American businessman (1935–2025)

David Alan Siegel (May 3, 1935 – April 5, 2025) was an American businessman who founded Westgate Resorts, a Florida-based timeshare resort firm, and was its president and chief executive officer. Siegel was CEO of CFI Resorts Management Inc and Central Florida Investments Inc. His other businesses included real estate, construction, hotel and apartment management, travel services, insurance, transportation, and retail.
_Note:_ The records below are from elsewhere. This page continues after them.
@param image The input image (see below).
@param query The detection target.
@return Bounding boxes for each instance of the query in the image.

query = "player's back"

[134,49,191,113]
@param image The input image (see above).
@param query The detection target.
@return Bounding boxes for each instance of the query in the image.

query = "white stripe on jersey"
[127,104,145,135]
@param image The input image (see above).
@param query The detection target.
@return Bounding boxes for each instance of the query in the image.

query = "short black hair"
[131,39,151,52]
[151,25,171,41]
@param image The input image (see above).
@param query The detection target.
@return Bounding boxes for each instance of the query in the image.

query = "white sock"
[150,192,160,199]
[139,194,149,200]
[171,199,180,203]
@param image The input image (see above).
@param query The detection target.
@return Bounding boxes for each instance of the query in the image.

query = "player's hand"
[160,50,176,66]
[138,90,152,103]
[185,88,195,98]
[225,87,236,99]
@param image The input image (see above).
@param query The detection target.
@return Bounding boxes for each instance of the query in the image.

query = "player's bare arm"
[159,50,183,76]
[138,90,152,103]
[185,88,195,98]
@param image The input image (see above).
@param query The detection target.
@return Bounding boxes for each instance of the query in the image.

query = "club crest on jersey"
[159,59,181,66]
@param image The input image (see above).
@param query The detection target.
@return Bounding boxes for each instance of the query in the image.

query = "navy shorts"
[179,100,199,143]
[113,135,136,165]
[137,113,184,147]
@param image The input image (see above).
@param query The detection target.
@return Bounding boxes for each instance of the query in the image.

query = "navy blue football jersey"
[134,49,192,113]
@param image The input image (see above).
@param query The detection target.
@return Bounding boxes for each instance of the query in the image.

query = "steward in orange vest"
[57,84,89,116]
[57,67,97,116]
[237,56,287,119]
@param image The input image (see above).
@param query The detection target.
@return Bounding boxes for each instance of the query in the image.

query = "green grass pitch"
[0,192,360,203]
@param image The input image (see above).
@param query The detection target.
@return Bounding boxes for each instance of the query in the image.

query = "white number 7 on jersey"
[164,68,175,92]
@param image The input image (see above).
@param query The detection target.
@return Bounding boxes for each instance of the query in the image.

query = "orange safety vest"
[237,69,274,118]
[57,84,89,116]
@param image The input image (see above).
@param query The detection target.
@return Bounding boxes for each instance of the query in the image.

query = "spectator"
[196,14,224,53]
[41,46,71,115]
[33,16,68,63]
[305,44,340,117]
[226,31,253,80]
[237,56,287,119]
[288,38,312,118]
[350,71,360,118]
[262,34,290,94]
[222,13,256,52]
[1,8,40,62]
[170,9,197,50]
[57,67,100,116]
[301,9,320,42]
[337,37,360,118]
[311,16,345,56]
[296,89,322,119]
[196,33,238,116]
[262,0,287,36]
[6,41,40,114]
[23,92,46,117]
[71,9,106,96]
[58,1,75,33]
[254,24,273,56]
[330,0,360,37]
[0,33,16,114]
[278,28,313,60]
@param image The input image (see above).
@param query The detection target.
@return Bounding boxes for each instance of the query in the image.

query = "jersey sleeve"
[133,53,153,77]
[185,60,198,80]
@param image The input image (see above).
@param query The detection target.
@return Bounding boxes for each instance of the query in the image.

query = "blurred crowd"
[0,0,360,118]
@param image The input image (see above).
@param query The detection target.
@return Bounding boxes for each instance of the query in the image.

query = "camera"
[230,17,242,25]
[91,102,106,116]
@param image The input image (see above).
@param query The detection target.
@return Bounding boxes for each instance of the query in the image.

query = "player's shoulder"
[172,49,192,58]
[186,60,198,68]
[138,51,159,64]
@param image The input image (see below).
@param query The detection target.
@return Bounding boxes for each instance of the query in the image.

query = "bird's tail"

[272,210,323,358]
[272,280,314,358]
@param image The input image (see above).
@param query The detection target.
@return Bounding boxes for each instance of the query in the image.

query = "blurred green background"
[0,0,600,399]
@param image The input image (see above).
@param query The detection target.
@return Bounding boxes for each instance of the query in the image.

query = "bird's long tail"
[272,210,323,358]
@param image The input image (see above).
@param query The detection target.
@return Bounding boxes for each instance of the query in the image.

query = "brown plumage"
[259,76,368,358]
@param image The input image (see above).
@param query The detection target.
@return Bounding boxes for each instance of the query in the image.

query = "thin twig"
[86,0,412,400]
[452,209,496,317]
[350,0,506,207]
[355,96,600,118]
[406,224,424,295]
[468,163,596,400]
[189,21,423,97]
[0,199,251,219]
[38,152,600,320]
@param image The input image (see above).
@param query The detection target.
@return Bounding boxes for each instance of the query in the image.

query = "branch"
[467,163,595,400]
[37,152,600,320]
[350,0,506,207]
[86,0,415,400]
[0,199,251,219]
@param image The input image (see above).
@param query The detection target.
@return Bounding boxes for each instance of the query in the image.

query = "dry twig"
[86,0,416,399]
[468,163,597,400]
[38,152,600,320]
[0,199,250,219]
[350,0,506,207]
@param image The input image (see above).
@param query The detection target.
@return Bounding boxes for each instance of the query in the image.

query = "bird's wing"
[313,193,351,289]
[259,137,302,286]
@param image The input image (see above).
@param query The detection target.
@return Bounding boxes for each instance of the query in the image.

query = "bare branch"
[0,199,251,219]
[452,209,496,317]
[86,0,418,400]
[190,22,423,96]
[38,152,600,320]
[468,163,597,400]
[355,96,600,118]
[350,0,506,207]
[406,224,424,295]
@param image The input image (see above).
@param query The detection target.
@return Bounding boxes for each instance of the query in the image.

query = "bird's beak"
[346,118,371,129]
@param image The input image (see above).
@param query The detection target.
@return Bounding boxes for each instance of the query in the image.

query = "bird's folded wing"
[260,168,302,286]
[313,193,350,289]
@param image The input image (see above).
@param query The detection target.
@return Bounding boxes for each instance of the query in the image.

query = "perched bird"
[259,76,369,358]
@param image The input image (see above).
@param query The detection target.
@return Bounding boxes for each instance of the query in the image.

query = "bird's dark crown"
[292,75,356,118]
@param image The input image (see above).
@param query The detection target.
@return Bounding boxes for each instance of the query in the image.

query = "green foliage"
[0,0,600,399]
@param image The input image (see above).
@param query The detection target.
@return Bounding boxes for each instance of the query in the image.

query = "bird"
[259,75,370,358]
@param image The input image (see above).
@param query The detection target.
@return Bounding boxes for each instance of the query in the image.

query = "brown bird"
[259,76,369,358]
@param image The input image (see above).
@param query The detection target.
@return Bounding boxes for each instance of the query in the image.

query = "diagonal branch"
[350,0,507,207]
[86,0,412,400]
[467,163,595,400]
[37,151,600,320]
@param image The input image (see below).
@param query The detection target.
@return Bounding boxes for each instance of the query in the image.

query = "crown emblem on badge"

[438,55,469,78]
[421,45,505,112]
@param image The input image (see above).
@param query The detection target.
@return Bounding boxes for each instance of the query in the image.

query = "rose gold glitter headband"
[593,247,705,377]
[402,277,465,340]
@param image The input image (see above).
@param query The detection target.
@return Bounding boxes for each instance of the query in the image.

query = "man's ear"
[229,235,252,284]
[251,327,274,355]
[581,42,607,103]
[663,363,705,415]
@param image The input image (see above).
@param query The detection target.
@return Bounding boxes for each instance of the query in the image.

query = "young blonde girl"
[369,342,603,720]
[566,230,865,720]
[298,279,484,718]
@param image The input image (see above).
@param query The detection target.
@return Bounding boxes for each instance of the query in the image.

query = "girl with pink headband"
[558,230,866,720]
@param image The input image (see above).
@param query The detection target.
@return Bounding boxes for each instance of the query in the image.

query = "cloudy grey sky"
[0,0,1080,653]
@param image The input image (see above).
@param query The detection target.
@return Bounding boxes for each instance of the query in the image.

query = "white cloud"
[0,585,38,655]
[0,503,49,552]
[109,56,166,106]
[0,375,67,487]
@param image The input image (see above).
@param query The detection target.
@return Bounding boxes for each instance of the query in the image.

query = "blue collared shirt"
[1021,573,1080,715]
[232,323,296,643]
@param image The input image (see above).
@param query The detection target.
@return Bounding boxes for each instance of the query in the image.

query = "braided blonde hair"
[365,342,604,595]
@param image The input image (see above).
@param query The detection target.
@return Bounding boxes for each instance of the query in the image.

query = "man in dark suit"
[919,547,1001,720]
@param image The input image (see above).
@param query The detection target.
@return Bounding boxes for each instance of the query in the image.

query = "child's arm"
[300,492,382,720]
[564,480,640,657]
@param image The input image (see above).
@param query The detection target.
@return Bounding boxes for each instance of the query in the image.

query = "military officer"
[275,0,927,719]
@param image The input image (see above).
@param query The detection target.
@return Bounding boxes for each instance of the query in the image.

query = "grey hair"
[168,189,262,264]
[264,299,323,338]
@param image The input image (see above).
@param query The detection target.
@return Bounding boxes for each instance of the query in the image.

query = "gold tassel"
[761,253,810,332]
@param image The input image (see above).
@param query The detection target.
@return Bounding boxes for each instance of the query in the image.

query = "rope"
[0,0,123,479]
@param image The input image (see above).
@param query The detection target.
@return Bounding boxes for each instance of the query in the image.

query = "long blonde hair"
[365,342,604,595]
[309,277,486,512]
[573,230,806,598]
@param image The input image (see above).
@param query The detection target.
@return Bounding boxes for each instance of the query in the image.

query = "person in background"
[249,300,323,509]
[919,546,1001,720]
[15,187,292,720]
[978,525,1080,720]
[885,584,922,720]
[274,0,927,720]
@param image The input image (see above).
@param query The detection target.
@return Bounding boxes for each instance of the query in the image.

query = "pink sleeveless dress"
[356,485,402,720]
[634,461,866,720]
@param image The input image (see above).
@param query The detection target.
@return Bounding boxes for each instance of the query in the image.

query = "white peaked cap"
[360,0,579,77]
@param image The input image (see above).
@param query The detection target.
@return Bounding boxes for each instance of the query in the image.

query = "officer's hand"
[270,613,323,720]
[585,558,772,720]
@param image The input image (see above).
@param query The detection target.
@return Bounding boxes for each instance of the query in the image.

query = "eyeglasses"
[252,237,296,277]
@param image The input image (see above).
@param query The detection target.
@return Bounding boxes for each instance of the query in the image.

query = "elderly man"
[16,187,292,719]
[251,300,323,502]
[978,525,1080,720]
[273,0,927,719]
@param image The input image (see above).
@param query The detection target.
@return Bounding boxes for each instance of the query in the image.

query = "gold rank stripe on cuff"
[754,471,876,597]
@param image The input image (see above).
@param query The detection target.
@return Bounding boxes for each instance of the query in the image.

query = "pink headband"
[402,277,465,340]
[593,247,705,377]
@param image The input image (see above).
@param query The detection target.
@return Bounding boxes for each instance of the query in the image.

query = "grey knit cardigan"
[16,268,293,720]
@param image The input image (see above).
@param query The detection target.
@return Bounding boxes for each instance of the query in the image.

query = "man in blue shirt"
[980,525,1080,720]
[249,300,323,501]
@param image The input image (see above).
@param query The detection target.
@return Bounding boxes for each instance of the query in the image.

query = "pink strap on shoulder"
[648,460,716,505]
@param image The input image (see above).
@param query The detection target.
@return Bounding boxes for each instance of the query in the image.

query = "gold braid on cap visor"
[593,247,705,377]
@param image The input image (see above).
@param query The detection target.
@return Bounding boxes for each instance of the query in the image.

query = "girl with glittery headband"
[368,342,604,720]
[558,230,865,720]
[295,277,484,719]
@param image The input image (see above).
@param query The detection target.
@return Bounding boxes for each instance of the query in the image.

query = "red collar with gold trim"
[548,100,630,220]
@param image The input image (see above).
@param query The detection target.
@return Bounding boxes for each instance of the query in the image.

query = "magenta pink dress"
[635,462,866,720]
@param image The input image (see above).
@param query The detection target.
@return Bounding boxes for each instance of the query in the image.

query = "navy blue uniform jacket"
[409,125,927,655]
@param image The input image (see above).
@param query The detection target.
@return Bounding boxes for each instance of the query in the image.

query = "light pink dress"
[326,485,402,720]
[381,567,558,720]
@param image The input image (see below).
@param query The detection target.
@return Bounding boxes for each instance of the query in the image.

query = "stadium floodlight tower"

Siegel, his wife Jackie, and their Versailles house were the subject of the 2012 documentary film The Queen of Versailles, which chronicled the family's lifestyle and business challenges during the 2008 financial crisis. The story was later adapted into a stage musical, The Queen of Versailles, which premiered in 2024 with F. Murray Abraham portraying Siegel.

Siegel owned the Orlando Predators, an arena football team. He bought the Cocoa Beach Pier and the Las Vegas Hotel.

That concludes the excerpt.